English Immersion Ballot Proposal Approved
Well, we can't demand they speak English if they aren't taught the language--this applies to immigrants here legally:
DENVER -- The state Supreme Court has upheld the wording of a proposed ballot initiative that would require English-immersion classes for students still learning the language, clearing the way for backers to collect petition signatures.The truth, however, is that the vast majority of non-English speakers to this state among the student population are native Spanish speakers, which includes not too few children of illegal immigrants:
English for Colorado, a Weld County-based group that includes county commissioner William Jerke, wants to ask voters in November to mandate up to a year of immersion classes for students who aren't proficient in English before they join mainstream classrooms.
English Plus, a group that helped defeat an English-only initiative in 2002, had challenged the wording of the proposal, saying it did not clearly state how restrictive it is.
The Supreme Court ruled last week the state's Title Board, which passes judgment on the language of ballot issues, acted properly when it approved the wording.

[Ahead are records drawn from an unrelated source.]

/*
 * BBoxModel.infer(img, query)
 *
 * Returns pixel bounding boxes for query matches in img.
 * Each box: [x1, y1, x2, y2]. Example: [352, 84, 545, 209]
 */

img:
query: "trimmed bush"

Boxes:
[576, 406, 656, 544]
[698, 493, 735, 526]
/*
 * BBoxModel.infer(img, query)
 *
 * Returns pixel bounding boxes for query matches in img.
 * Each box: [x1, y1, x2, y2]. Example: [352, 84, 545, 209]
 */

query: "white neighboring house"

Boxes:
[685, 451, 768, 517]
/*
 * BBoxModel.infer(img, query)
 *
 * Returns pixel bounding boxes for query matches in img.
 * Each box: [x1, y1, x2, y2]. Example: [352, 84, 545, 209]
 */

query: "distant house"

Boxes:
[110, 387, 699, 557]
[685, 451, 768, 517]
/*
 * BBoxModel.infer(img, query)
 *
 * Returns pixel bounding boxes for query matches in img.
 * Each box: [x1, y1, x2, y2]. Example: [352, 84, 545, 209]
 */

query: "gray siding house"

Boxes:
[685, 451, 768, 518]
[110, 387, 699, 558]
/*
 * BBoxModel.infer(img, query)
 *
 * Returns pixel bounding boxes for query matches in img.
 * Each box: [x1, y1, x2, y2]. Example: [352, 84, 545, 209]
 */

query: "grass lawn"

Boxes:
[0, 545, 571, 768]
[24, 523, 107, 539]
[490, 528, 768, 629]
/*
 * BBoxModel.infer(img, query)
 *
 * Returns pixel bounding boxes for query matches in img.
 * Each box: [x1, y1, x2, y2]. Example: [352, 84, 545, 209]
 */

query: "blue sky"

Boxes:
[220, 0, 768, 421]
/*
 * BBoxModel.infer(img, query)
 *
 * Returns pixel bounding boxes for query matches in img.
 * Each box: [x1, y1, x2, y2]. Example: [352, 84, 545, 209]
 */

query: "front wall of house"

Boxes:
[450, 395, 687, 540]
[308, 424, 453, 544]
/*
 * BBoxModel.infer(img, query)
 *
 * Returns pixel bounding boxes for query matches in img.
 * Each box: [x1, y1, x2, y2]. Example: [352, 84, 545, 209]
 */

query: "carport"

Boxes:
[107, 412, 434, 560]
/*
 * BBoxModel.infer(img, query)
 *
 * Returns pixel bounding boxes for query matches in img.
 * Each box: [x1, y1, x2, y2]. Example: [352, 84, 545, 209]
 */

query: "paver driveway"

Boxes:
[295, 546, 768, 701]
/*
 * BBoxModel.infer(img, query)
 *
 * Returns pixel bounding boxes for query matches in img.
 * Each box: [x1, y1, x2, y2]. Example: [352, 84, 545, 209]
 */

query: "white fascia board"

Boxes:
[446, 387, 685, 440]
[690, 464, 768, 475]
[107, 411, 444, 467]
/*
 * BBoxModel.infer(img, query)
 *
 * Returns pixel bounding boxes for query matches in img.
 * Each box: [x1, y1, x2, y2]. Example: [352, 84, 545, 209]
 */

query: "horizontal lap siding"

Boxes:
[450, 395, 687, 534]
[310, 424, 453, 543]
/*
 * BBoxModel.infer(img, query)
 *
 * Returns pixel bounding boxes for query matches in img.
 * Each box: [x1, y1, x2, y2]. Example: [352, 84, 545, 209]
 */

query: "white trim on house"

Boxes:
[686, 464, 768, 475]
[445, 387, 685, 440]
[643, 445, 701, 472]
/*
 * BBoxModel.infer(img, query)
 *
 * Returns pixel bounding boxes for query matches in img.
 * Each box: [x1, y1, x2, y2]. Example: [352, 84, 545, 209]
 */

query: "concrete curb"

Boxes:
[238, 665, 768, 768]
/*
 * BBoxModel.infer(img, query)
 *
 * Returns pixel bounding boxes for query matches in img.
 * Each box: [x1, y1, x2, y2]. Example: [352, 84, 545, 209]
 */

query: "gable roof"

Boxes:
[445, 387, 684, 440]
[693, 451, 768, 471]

About 98,000 public school students in Colorado are classified as English language learners, said Barbara Medina, director of the English Language Acquisition Unit of the state education department. Although the students speak a total of 143 languages, 86 percent have a Spanish-speaking background, she said.So five of every six English-deficient students speak Spanish as a primary language, and aside from native born children of Americans who speak Spanish, or those here legally, a good number of those (over 84000) are children whose legal status, or those of families, are in question. If some form of amnesty, guest-worker, or citizenship path is approved, the likelihood that most if not all of these students will remain here to adulthood as legal citizens--by birthright or legalization--then it is in their best interest as well as ours to raise their English proficiency to fluency levels. They will benefit through access to better education and employment, and America through assimilation of its new citizens. No one cares what language is spoken at home or among family and friends, but English is the de facto if not de jure language of the land, and this would certainly be a step in that direction.